Jean-Paul Hameury
(1931- 2009 )
J
ean-Paul Hameury fut un écrivain discret, se tenant résolument à l'écart, jusqu'à
refuser, du moins les dix dernières années de sa vie, des propositions de lecture en
public ou des participations à des émissions de radio. Il lui suffisait de travailler.

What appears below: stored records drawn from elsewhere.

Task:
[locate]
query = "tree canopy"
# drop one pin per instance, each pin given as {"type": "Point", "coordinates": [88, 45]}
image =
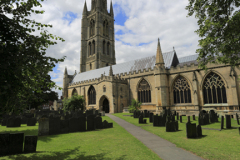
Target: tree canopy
{"type": "Point", "coordinates": [24, 63]}
{"type": "Point", "coordinates": [219, 30]}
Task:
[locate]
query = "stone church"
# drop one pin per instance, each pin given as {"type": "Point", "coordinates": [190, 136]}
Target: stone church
{"type": "Point", "coordinates": [160, 81]}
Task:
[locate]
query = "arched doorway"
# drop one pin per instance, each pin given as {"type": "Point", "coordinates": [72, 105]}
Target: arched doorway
{"type": "Point", "coordinates": [105, 105]}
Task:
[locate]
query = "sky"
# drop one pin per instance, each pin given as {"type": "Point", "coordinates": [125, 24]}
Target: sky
{"type": "Point", "coordinates": [138, 25]}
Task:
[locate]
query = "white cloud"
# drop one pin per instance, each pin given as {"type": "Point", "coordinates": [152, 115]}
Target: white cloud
{"type": "Point", "coordinates": [147, 20]}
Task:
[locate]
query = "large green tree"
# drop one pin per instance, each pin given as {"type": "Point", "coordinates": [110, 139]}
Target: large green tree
{"type": "Point", "coordinates": [24, 64]}
{"type": "Point", "coordinates": [219, 22]}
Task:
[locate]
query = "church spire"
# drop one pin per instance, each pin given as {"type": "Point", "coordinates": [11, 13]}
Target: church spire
{"type": "Point", "coordinates": [159, 56]}
{"type": "Point", "coordinates": [85, 9]}
{"type": "Point", "coordinates": [111, 10]}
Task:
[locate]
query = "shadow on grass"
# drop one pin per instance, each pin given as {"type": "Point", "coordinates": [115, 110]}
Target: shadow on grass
{"type": "Point", "coordinates": [73, 154]}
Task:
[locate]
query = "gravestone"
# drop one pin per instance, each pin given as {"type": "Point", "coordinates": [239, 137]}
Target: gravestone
{"type": "Point", "coordinates": [43, 127]}
{"type": "Point", "coordinates": [228, 121]}
{"type": "Point", "coordinates": [191, 130]}
{"type": "Point", "coordinates": [199, 131]}
{"type": "Point", "coordinates": [16, 143]}
{"type": "Point", "coordinates": [189, 119]}
{"type": "Point", "coordinates": [4, 144]}
{"type": "Point", "coordinates": [82, 121]}
{"type": "Point", "coordinates": [90, 123]}
{"type": "Point", "coordinates": [54, 125]}
{"type": "Point", "coordinates": [64, 126]}
{"type": "Point", "coordinates": [31, 122]}
{"type": "Point", "coordinates": [30, 144]}
{"type": "Point", "coordinates": [74, 125]}
{"type": "Point", "coordinates": [98, 123]}
{"type": "Point", "coordinates": [237, 119]}
{"type": "Point", "coordinates": [222, 122]}
{"type": "Point", "coordinates": [150, 117]}
{"type": "Point", "coordinates": [141, 120]}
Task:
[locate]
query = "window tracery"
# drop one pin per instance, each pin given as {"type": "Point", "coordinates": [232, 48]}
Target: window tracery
{"type": "Point", "coordinates": [214, 91]}
{"type": "Point", "coordinates": [181, 91]}
{"type": "Point", "coordinates": [144, 92]}
{"type": "Point", "coordinates": [91, 95]}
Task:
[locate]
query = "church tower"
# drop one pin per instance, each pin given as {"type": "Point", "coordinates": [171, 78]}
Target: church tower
{"type": "Point", "coordinates": [97, 36]}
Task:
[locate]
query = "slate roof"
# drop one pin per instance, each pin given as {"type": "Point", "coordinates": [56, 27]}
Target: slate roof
{"type": "Point", "coordinates": [139, 64]}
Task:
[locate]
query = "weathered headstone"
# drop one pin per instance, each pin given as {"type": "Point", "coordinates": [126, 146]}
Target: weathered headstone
{"type": "Point", "coordinates": [4, 144]}
{"type": "Point", "coordinates": [199, 131]}
{"type": "Point", "coordinates": [222, 122]}
{"type": "Point", "coordinates": [98, 122]}
{"type": "Point", "coordinates": [31, 121]}
{"type": "Point", "coordinates": [228, 121]}
{"type": "Point", "coordinates": [74, 125]}
{"type": "Point", "coordinates": [91, 123]}
{"type": "Point", "coordinates": [82, 121]}
{"type": "Point", "coordinates": [141, 120]}
{"type": "Point", "coordinates": [30, 144]}
{"type": "Point", "coordinates": [16, 143]}
{"type": "Point", "coordinates": [64, 126]}
{"type": "Point", "coordinates": [43, 127]}
{"type": "Point", "coordinates": [150, 117]}
{"type": "Point", "coordinates": [54, 125]}
{"type": "Point", "coordinates": [191, 130]}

L’œuvre abondante qu'il nous laisse en témoigne. Elle se décline d'abord en une
quinzaine de recueils de poèmes et en plusieurs essais sur la peinture. Ses artistes de
prédilection se nomment Cézanne, de Staël, ainsi qu'Edward Hopper. Il n'eut de cesse
de s'interroger sur la situation de la poésie dans les temps présents. Dans un livre au
titre volontairement provocateur, L’Échec de Mallarmé, il renvoie dos à dos les
poétiques surannées et les expérimentations les plus absconses. Il plaide pour le verbe,
le dépouillement et la rébellion, opposés au verbiage, à la séduction, à l'avidité, à la
soumission grégaire. Pendre parole pour lui, c'est maintenir l'errance (titre de son
dernier recueil) afin de rendre visible ce qui est. Le monde, dit-il, n'attend rien de
nous, il se contente d'être là et c'est une erreur d'affirmer qu'il se donne à voir. Il ne se
donne ni se refuse, il est présent, simplement présent. C'est cette présence non
édulcorée par nos désirs, nos habitudes qu'il s'est continûment attaché à rendre visible.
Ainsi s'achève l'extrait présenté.